74 % des personnes interrogées conviennent que le nombre de solutions d’endpoints dont elles disposent limite l’efficacité de leurs équipes de sécurité et d’exploitation.
Plus c’est mieux. Ce vieux dicton peut être vrai pour beaucoup de choses dans la vie. Parmi les participants à l’enquête, il semble écrasant qu’il existe au moins une certaine difficulté (et potentiellement beaucoup de difficultés) concernant la nécessité d’utiliser plusieurs outils. Les défis d’intégration, les versions incohérentes de la vérité, les frais généraux du système supplémentaires : il existe potentiellement de nombreux facteurs ici. Par conséquent, plus certainement ne semble pas mieux pour les outils de cybersécurité et d’exploitation. Peut-être le meilleur de sa catégorie n’est-ce pas ce que nous pensions être.

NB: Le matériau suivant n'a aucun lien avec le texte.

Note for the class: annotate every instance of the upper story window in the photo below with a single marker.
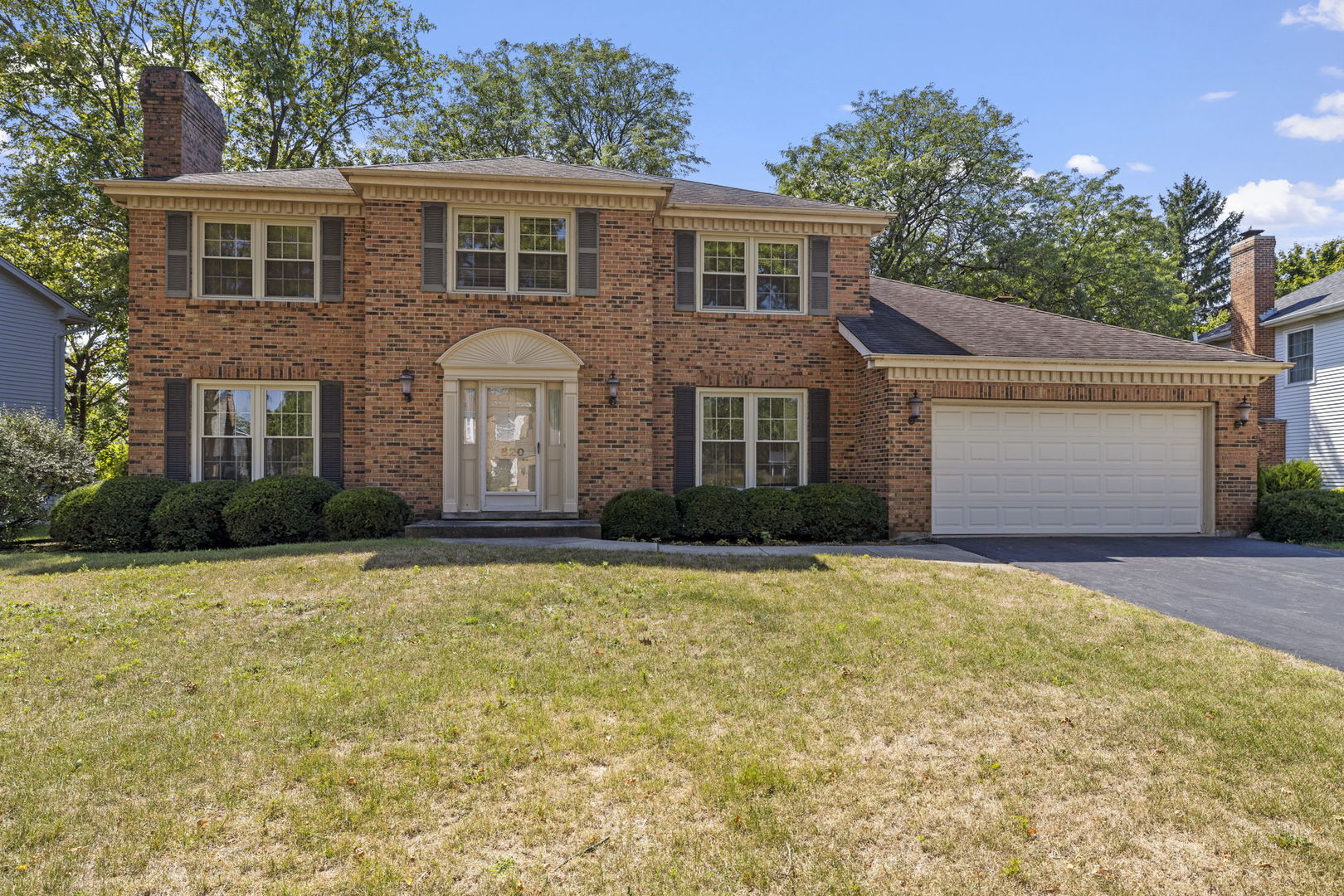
(257, 258)
(1301, 353)
(750, 275)
(496, 251)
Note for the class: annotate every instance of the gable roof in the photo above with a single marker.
(918, 320)
(71, 314)
(680, 192)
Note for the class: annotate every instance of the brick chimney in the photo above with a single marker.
(184, 129)
(1253, 295)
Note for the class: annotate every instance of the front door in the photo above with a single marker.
(509, 469)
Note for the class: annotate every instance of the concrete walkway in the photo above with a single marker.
(942, 553)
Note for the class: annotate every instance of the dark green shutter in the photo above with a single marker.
(178, 429)
(334, 258)
(178, 260)
(585, 265)
(331, 422)
(819, 275)
(683, 264)
(435, 246)
(683, 437)
(819, 436)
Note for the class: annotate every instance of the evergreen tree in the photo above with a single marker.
(1202, 236)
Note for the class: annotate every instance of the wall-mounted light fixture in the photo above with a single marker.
(1244, 412)
(916, 407)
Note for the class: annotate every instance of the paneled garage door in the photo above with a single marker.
(1077, 469)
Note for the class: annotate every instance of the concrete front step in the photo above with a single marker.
(504, 529)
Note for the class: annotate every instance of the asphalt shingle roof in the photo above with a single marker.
(917, 320)
(684, 192)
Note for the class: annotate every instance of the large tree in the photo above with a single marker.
(297, 80)
(585, 101)
(1304, 265)
(1202, 234)
(951, 173)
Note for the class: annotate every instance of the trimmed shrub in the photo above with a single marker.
(192, 518)
(841, 512)
(773, 512)
(113, 514)
(366, 514)
(279, 509)
(644, 514)
(713, 514)
(1308, 514)
(39, 460)
(1292, 476)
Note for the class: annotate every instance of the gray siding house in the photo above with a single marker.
(34, 323)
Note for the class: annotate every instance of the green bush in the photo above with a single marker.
(1307, 514)
(841, 512)
(644, 514)
(39, 460)
(1293, 476)
(773, 512)
(713, 514)
(113, 514)
(366, 514)
(279, 509)
(191, 518)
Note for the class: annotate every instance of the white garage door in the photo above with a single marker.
(1012, 468)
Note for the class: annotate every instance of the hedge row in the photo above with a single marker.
(823, 512)
(143, 512)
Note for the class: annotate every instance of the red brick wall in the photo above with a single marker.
(910, 489)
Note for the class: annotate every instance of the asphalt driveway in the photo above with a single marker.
(1281, 596)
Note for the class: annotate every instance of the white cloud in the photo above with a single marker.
(1086, 164)
(1283, 204)
(1328, 14)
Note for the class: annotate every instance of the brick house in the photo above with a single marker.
(520, 338)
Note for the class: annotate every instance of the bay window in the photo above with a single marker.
(251, 430)
(496, 251)
(257, 258)
(750, 275)
(750, 438)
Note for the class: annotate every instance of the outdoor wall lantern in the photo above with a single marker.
(1244, 412)
(916, 407)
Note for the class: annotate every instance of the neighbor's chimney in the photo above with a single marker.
(184, 129)
(1253, 295)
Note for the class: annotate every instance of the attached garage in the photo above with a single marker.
(1015, 469)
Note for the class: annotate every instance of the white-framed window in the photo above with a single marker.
(761, 275)
(247, 430)
(1301, 351)
(509, 251)
(265, 258)
(749, 438)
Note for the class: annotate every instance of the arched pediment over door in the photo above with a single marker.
(494, 359)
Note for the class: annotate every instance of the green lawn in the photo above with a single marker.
(416, 718)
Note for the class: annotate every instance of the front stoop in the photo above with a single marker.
(504, 529)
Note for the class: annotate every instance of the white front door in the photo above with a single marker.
(509, 468)
(1014, 468)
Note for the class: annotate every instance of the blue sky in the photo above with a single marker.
(1248, 95)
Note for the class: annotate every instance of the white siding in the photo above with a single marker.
(30, 368)
(1315, 411)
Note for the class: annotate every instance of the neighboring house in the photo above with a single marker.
(32, 343)
(1304, 328)
(519, 338)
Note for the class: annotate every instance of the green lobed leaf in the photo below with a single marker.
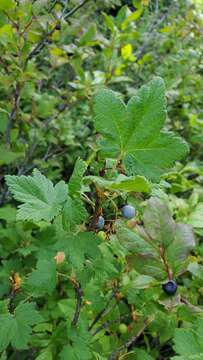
(123, 183)
(16, 328)
(134, 133)
(41, 200)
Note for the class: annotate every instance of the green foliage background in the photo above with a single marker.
(56, 59)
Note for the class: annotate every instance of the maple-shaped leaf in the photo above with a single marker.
(41, 199)
(134, 132)
(16, 329)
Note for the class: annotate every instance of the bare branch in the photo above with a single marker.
(46, 36)
(78, 294)
(101, 313)
(13, 114)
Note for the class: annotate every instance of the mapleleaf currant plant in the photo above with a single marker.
(100, 285)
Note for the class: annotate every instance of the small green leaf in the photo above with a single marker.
(16, 328)
(7, 4)
(8, 156)
(42, 280)
(158, 222)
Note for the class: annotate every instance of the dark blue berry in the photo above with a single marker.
(170, 287)
(128, 211)
(100, 223)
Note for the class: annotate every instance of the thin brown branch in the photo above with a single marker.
(152, 30)
(101, 313)
(47, 35)
(13, 114)
(78, 295)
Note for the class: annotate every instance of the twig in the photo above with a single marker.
(44, 39)
(76, 8)
(152, 29)
(78, 294)
(131, 343)
(13, 114)
(101, 313)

Conclusion : l’achat de premier ordre entraîne des ballonnements fastidieux (disons que cinq fois plus vite).
Au-delà de l’inefficacité mise en évidence dans l’étude, les déconnexions créées dans l’ensemble de l’organisation par des outils fragmentés signifient que l’entreprise et ses résultats attendus sont vulnérables aux perturbations induites par la technologie. Lorsque des perturbations se produisent, les équipes responsables de travailler ensemble rapidement dans une situation difficile sont confrontées à une bataille ascendante plus raide en raison des nombreux outils distincts dont elles dépendent individuellement.
Tanium s’est avéré être une force transformationnelle pour les équipes chargées de la sécurité informatique et des opérations dans de nombreuses fonctions. En combinant les capacités dans une architecture et une source de vérité uniques, Tanium élimine la fragmentation dans l’environnement et oblitère les limitations d’échelle auxquelles sont confrontés d’autres outils. Tanium est intégré par conception pour donner aux équipes une vue complète et unifiée qui permet un workflow optimal entre les groupes.
Vous souhaitez voir Tanium en action ? Planifiez une démo individuelle ou parlez à nos experts Tanium lors de nos prochains événements.
À propos de l’auteur : Erik Kristiansen dirige le marketing produit chez Tanium. Erik est responsable de la mise sur le marché de nouveaux produits ainsi que de nombreux aspects de la stratégie et de l’exécution de la mise sur le marché. Avant Tanium, Erik a occupé divers postes dans la gestion des produits technologiques, le marketing, le développement commercial et la stratégie.
Source : Quantifier The Point Solution Nightmare, une étude mai 2018 commandée par Forrester Consulting pour le compte de Tanium.